Voormeld verwijt heeft naar het voorlopig oordeel van de voorzieningenrechter onvoldoende (feitelijke) basis. Tegenover het gemotiveerde verweer van [gedaagde sub 4] hebben eisers onvoldoende aannemelijk gemaakt dat [gedaagde sub 4] vóór 1 augustus 2014, toen hij bestuurder is geworden van de stichting, althans vóór of ten tijde van de ten processe bedoelde overboeking van de zijde van eisers, op actieve wijze heeft geparticipeerd in de stichting en, al dan niet samen met [bestuurslid] , het beleid in die stichting heeft bepaald en/of (zelf) contacten met [eiser sub 3] heeft gehad in verband met het beheren en beleggen van diens gelden. De notaris heeft aangevoerd dat hij na het verlijden van de oprichtingsakte van de stichting enige maanden geen contacten meer met [bestuurslid] heeft gehad en dat zij eind juni 2014 voor het eerst samen met [eiser sub 3] bij hem op kantoor is geweest, dat hij [eiser sub 3] toen voor het eerst heeft ontmoet en dat hij kort nadien van [eiser sub 3] opdracht heeft gekregen om de ten processe bedoelde (door-)betalingen te verrichten. [eiser sub 3] heeft niet bestreden dat hij toen inderdaad voor het eerst contact met de notaris heeft gekregen en/of heeft opgenomen.

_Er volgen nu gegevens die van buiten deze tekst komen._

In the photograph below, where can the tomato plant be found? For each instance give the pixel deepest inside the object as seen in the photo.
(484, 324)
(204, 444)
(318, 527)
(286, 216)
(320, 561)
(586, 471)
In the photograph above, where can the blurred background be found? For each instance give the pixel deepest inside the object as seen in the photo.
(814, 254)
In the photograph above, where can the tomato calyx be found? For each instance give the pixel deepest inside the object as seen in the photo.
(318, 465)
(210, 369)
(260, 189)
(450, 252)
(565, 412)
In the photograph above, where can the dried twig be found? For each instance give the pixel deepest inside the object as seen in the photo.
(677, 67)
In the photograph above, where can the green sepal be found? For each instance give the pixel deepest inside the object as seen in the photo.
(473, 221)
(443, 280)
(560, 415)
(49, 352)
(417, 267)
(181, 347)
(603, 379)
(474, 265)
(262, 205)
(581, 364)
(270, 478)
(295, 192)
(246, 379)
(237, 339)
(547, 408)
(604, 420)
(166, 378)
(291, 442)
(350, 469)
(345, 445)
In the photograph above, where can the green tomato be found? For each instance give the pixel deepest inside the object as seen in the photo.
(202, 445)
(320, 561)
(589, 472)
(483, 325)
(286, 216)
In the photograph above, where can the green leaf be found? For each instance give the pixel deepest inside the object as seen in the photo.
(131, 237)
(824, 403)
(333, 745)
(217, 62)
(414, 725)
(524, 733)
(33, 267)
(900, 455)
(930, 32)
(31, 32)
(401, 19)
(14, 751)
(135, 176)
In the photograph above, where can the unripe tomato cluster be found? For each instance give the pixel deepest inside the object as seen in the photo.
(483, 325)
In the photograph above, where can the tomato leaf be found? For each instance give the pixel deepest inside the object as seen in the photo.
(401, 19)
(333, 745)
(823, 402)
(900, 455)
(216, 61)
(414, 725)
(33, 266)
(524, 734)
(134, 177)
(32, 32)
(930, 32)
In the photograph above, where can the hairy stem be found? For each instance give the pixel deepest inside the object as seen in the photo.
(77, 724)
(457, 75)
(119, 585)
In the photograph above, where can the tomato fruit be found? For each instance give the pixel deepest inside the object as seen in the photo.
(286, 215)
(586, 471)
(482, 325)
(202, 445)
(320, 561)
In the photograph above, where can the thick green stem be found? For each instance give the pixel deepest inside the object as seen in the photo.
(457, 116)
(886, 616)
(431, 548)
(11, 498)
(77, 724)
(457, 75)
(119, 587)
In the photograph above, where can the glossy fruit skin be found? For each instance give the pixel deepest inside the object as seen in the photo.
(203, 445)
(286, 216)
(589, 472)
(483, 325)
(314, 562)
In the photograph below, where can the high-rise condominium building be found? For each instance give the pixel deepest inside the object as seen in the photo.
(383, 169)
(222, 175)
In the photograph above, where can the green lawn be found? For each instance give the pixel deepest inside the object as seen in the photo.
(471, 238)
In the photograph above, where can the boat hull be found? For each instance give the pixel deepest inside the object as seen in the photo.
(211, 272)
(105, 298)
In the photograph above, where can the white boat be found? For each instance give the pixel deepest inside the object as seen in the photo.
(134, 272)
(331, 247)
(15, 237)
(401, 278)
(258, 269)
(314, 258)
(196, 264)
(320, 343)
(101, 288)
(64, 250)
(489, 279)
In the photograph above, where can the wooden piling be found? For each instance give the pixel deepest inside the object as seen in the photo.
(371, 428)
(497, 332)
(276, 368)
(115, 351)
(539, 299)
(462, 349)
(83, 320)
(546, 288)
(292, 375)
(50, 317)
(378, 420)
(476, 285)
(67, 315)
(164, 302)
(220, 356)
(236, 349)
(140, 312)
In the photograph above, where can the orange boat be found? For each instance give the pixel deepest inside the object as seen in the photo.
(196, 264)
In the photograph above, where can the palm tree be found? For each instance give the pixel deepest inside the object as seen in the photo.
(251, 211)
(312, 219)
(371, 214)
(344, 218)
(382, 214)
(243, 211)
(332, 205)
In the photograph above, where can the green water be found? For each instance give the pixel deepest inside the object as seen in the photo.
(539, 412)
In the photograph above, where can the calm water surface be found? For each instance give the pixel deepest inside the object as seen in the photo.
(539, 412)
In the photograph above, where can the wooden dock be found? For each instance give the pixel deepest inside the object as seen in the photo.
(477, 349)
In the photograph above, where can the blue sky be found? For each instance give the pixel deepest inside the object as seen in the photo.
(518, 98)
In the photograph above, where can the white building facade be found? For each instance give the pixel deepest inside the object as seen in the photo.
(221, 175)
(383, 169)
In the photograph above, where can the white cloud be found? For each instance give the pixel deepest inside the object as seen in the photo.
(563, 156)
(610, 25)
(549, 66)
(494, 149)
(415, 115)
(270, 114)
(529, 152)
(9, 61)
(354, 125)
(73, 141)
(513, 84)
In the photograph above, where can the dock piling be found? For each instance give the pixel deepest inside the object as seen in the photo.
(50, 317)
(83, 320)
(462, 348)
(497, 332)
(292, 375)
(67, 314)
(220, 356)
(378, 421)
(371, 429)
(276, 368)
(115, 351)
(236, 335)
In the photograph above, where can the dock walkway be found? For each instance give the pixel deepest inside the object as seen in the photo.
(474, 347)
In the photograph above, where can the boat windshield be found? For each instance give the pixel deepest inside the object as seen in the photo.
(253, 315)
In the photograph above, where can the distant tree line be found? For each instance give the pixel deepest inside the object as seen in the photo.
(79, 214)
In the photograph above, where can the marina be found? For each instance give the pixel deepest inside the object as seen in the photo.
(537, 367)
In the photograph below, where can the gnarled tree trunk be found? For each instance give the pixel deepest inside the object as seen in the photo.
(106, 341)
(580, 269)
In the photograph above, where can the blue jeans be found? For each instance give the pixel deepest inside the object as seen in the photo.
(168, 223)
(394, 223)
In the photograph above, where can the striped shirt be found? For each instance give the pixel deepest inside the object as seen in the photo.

[gedaagde sub 4] heeft verder aangevoerd dat hij niet betrokken is geweest bij het beleggingsplan dat [bestuurslid] voor [eiser sub 3] had opgesteld noch bij het tot stand brengen van de "loan agreement" die de stichting met ProAktiv is aangegaan. Eerst eind juni, bij gelegenheid van het bezoek van [bestuurslid] en [eiser sub 3] , is hem dat duidelijk geworden en is hij ook van de eerdere betaling van [eiseres sub 1] aan TB op de hoogte geraakt. [eiser sub 3] heeft ook deze feitelijke stelling van de notaris niet, althans onvoldoende bestreden.
Dat op bepaalde stukken van de stichting uitdrukkelijk de naam van zijn notariskantoor is vermeld is volgens de notaris ook buiten hem omgegaan (en gedaan door [bestuurslid] ).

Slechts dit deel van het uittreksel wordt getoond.